『街路灯』のこと

今年はコンクールの課題曲になったこともあってか、『街路灯』の話題をいくつか見かける。そのこと自体は良いのだが、詩の言葉の現れる順番が、のような話が出てくるのは国語力的にいかがなものかという気持ちになる。「みんなすてよう/めぐりあわないために」の2行は確かに詩の中間にあるのだが、他の行と連が分けられていることや完全に平仮名で書かれていることによって他の部分と違った層にあり、例えば鍵括弧に入っているようなものとみられる。

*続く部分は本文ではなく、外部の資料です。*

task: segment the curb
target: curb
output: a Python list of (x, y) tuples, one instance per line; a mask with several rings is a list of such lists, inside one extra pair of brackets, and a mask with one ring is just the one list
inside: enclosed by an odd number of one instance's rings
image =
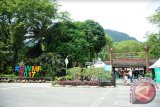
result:
[(76, 88), (115, 88), (114, 86), (72, 86), (72, 85), (52, 85), (52, 87), (76, 87)]

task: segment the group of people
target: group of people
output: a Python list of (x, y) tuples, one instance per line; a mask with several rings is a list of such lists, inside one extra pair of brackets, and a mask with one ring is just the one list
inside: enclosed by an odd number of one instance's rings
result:
[(127, 83), (127, 79), (130, 79), (130, 83), (133, 82), (133, 78), (132, 78), (132, 69), (130, 70), (125, 70), (124, 68), (120, 69), (119, 72), (123, 77), (123, 82), (126, 84)]

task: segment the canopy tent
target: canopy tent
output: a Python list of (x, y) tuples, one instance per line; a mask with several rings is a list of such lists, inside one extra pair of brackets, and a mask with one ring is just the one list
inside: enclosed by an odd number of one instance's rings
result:
[(153, 65), (151, 65), (149, 68), (159, 68), (159, 67), (160, 67), (160, 58)]

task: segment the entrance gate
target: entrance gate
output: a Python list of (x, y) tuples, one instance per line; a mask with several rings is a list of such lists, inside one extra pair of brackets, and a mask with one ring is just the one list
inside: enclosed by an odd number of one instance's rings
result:
[(110, 65), (114, 74), (119, 68), (141, 68), (145, 74), (149, 72), (148, 48), (144, 47), (144, 52), (128, 53), (114, 53), (114, 50), (110, 48)]

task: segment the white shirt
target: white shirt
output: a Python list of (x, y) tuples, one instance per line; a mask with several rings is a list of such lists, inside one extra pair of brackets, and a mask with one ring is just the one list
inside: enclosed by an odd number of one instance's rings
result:
[(129, 76), (132, 76), (132, 70), (129, 70)]

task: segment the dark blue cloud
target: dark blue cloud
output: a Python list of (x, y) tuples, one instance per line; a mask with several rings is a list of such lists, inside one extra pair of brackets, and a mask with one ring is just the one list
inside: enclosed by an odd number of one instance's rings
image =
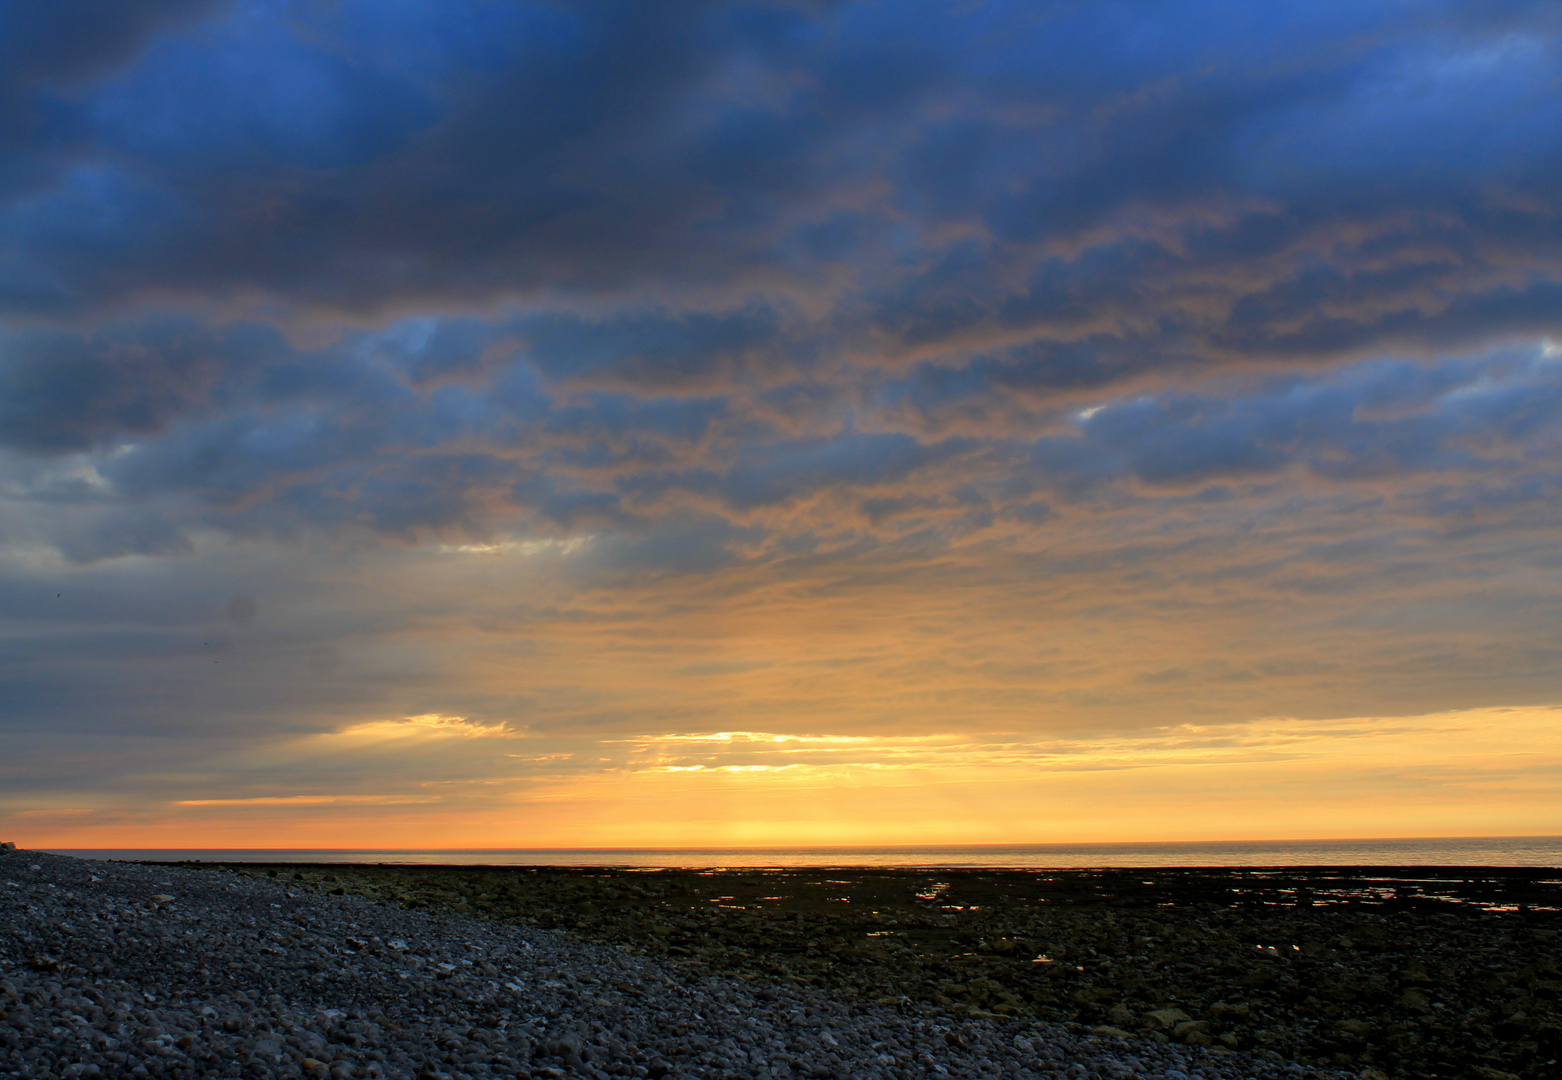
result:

曲は、大雑把にABACAのような形式と見ることができ、Aの部分でこの2行が、Bにその前の3行、Cに後ろの5行が歌われる。この形式も詩の作りを反映しているわけだが、改めて思い返せば自分も曲から翻って詩の構成を理解したように思うので、上に書いたような気持ちも自分に跳ね返ってくることにはなる。問題は「みんなすてよう/めぐりあわないために」のところで、「めぐりあう」という言葉に漠然と良いことのような印象があるために、この2行に戸惑い、詩も曲も捉えづらくなる。

「めぐりあわない」というのは極端に言えば生きないということで、世界、あるいは自分の生を拒むという意味合いになる。つまり「みんなすてよう」の「みんな」は「世界」や「生」を示す。「めぐりあわない」とは例えば運命と、であるとか、人生と、あるいは罪と、というように言えるだろう。「こたえのない問い」は、言ってしまえば「生きなければならないのか」ということだろう。

詩と曲は、そのように言う心情を内と外、あるいは過去と現在の視点から描く。三善晃が「多量の血が流れ出ているにちがいない北岡さんの内想」というのはここにある乖離を言っているのだろう。